Nuove tasse e tagli alle emissioni: l’Ue insiste nella sua crociata green

La storia si ripete. Nonostante la batosta subita alle elezioni europee dal gruppo dei Verdi, nonostante l’opposizione di molti paesi alla smania green e nonostante l’industria continentale sia in enorme difficoltà per la concorrenza cinese e i balzelli ambientalisti, l’Unione Europea ha varato un nuovo piano di taglio delle emissioni di CO2 ancora più ambizioso, confermando l’obiettivo di ridurle del 90 per cento entro il 2040 rispetto ai livelli del 1990. Inoltre ha pubblicato un pacchetto di regolamenti per spingere l’applicazione della direttiva Case Green, a partire dall’eliminazione delle caldaie a metano a partire dal 2040.
La Commissione scende a patti
Per superare l’opposizione soprattutto di Polonia, Francia, Italia, Germania e Repubblica Ceca, la Commissione europea è dovuta però scendere a patti e ha introdotto nella sua proposta di legge, che dovrà ora essere discussa dal Parlamento e dal Consiglio, alcuni elementi di flessibilità.
Innanzitutto, ha aperto la porta all’energia nucleare attraverso il concetto di neutralità tecnologica. «Serve più nucleare, non meno», ha dichiarato il commissario al clima Wopka Hoekstra. Poi la Commissione ha previsto che una riduzione delle emissioni di tre punti percentuali possa essere generata mediante progetti ambientali in paesi terzi in via di sviluppo.
Infine, la maggior parte delle Pmi e dei piccoli importatori europei saranno esclusi dalla tassa sulla CO2 prevista dal regolamento Cbam, mentre settori come l’acciaio, il cemento e l’alluminio saranno esentati dal pagamento delle emissioni di carbonio delle loro esportazioni per garantire pari condizioni di concorrenza con le aziende straniere.
L’Ue non può agire da sola
Nonostante la positiva apertura a un approccio più flessibile al tema del contrasto al cambiamento climatico, i problemi di fondo non cambiano.

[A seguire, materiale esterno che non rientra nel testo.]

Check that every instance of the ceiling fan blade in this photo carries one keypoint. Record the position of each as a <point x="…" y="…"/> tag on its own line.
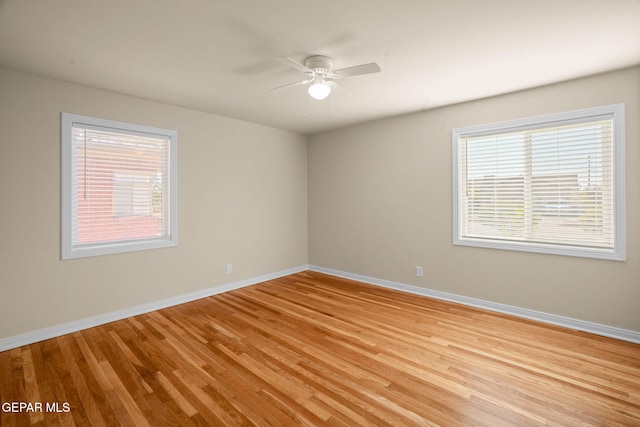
<point x="357" y="70"/>
<point x="303" y="82"/>
<point x="295" y="64"/>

Come ricordato dal commissario Hoekstra per giustificare la possibilità di conteggiare nella prestazione ambientale del proprio paese la riduzione delle emissioni in paesi terzi, infatti, la riduzione delle emissioni di CO2 è un problema globale e un taglio in una parte del mondo è efficace solamente se i principali paesi inquinatori seguono la stessa strada.
Purtroppo gli sforzi dell’Ue vengono regolarmente vanificati da un colosso come la Cina, che continua a macinare record su record per quanto riguarda il consumo di carbone.

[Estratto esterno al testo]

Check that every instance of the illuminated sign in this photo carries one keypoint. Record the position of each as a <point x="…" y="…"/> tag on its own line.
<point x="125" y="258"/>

La Cina non molla il carbone
Negli ultimi 25 anni, infatti, Pechino ha consumato il 30 per cento di carbone in più del resto del mondo messo assieme per sostenere una sempre crescente domanda di energia. E se nel 2024 ha consumato 4,9 miliardi di tonnellate di carbone, il 56 per cento del totale, nel primo trimestre del 2025 ha già approvato 11,29 gigawatt (GW) di nuova capacità di energia elettrica prodotta bruciando carbone rispetto al 2024.

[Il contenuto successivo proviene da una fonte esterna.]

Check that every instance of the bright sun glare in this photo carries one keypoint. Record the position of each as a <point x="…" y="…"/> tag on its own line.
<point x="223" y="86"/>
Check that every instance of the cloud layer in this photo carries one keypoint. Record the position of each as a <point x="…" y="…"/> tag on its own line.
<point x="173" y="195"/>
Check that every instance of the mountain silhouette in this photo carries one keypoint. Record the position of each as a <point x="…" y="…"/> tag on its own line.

Anche se ci sono alcuni segnali positivi – la Cina ha annunciato che la sua capacità di energia eolica e solare ha superato per la prima volta quella dell’energia termica (1.482 GW contro 1.451) – l’estrazione di carbone nella prima parte dell’anno è cresciuta ancora del 6,6 per cento.
Non basta constatare che «fa caldo»
A chi chiede all’Ue più realismo e meno furore ideologico, a Bruxelles si risponde con parole simili a quelle usate da Teresa Ribera, vicepresidente esecutivo per la Transizione pulita, giusta e competitiva della Commissione: «Basta mettere in discussione la scienza».
Ma la scienza, come ha spiegato ieri Chicco Testa sul Foglio, non è solo quella propugnata dall’Ipcc e non può limitarsi ad affermare che «fa caldo». E se anche avesse ragione l’Onu, «anche se, ipoteticamente, smettessimo di immettere anche solo un grammo [di CO2] in più, il tempo necessario per lo smaltimento naturale sarebbe comunque di almeno un secolo. Nel frattempo, il fabbisogno energetico di molte aree del mondo – India, Africa e altri paesi emergenti – continua a salire, facendo aumentare le emissioni complessive».
La parola d’ordine, dunque, deve diventare «adattamento»: «Dobbiamo imparare a convivere con temperature elevate, cercando di ridurre al minimo gli effetti negativi», scrive Testa. Ma questo è un tema che dalle parti della Commissione europea non va ancora di moda.